Mr Bonkers talks about going out to work to earn money to feed his starving family of guitars. And sometimes, if the cat is present - though obviously not listening, because she is deaf - he will say to her: "Charlie, I'm going out to work to earn money for your crunchies."
Hi undinaba,
It's not a very inspiring collection is it? I would probably wear Aromatics Elixir and just stand well back from people. : - )
The fridge is kept at 10C or 50F, depending which you prefer. This is apparently the setting the Osmotheque perfume museum in Versailles uses for most of their collection. The exception is citrus scents, which I understand they keep at 4C, ie similar to a normal domestic fridge. But I am blowed if I am getting a separate appliance for the minority of my perfumes that might prefer it a bit cooler!
Hi Hubert Hubert!
Thanks for stopping by - good to "meet" another Staffordshire dweller. I clocked a mention of Acton Trussell in your own blog, Rabbit Stew, which is quite a rarity.
Now you are quite right about many blokes being loyal to one scent, and you do appear to have ample other outlets were the fragrance door to be closed to you - I note that you spend "a good deal of nearly every day sat underneath a hedge", apparently not in a professional capacity. : - )
Hi Vanessa -- thanks for the reference!
I remember when I could spend an hour, maybe more, sampling the quality perfumes at the one drugstore in our town. The one near me now, one of approximately 57,238 in my city has the usual garbage in a (locked) glass cabinet -- about 150, I'd say. Such a choice.
Hi Olfacta!
That's an impressive diversity of garbage all right! So you have lots of drugstores, then? We have a ludicrous number of curry houses and hairdressers for the size of the town. Our population must consist entirely of well-coiffed korma eaters.
I experienced an inadvertent surge of perfume defensiveness when I read "Aromatics Elixir" in the list of your drugstore's "paltry" offerings, because I've recently discovered that I love wearing it. And of course, you hastily gave it props, though with the qualifier "controversial". As you indicated, light-handed application is key.
Haha: "well-coiffed korma eaters".
Hi Katie,
It is a bit of a polarising scent, I find, though I like it enough myself to have blagged Mrs Bonkers Senior's 5ml purse spray freebie. I may even give it a tentative go tomorrow in the seclusion of my office.
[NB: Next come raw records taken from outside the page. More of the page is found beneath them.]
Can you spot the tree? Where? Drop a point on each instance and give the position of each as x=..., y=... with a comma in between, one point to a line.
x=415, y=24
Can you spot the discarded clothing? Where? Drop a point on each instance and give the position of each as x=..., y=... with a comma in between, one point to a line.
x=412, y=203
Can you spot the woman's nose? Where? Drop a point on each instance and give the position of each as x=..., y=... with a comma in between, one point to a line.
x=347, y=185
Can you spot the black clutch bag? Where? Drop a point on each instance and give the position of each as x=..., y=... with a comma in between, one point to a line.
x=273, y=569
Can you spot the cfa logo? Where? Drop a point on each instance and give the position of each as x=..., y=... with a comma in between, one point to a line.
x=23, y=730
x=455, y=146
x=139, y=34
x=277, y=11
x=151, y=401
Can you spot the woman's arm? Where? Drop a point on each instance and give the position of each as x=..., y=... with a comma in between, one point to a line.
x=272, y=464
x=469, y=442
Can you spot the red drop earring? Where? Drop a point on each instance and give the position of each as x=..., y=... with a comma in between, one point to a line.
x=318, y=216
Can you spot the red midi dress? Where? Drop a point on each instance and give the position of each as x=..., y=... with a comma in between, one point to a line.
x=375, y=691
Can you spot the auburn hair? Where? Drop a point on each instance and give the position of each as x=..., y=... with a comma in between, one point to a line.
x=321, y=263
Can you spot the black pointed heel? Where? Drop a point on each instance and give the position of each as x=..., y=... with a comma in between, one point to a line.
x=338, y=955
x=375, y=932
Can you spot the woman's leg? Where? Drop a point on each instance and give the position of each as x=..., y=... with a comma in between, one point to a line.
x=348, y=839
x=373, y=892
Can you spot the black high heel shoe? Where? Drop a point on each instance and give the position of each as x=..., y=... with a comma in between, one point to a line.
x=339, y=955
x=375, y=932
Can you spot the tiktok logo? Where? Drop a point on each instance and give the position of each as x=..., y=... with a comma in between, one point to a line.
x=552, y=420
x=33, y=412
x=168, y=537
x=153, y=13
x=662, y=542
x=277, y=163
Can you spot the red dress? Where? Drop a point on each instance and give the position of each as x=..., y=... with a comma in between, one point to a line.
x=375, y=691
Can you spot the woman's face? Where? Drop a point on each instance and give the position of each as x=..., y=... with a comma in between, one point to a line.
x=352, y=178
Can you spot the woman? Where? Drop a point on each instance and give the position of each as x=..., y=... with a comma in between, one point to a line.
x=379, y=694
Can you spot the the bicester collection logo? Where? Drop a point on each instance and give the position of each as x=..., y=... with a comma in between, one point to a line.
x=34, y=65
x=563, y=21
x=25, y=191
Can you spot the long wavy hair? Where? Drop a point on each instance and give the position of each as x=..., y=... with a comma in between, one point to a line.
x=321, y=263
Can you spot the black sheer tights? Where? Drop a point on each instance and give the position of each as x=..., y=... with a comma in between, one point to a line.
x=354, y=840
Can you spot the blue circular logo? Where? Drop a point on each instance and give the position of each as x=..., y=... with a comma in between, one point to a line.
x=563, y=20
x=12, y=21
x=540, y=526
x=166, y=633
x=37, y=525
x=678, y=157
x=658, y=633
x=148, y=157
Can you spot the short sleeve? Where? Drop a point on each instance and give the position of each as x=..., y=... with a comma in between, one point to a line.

Oh, and your ears might have been burning last night - I bumped into an old musician friend of Mr Bonkers' and wished him many happy returns for the other day - he shares your birthday.
"It's a big deal, the 12th", I said. "The whole of Northern Ireland took to the streets to celebrate, and it's also Katie Puckrik's birthday - do you remember her off The Word?"
"Katie Puckrik?" replied the musician friend. "I *do* remember her - she's COOL!"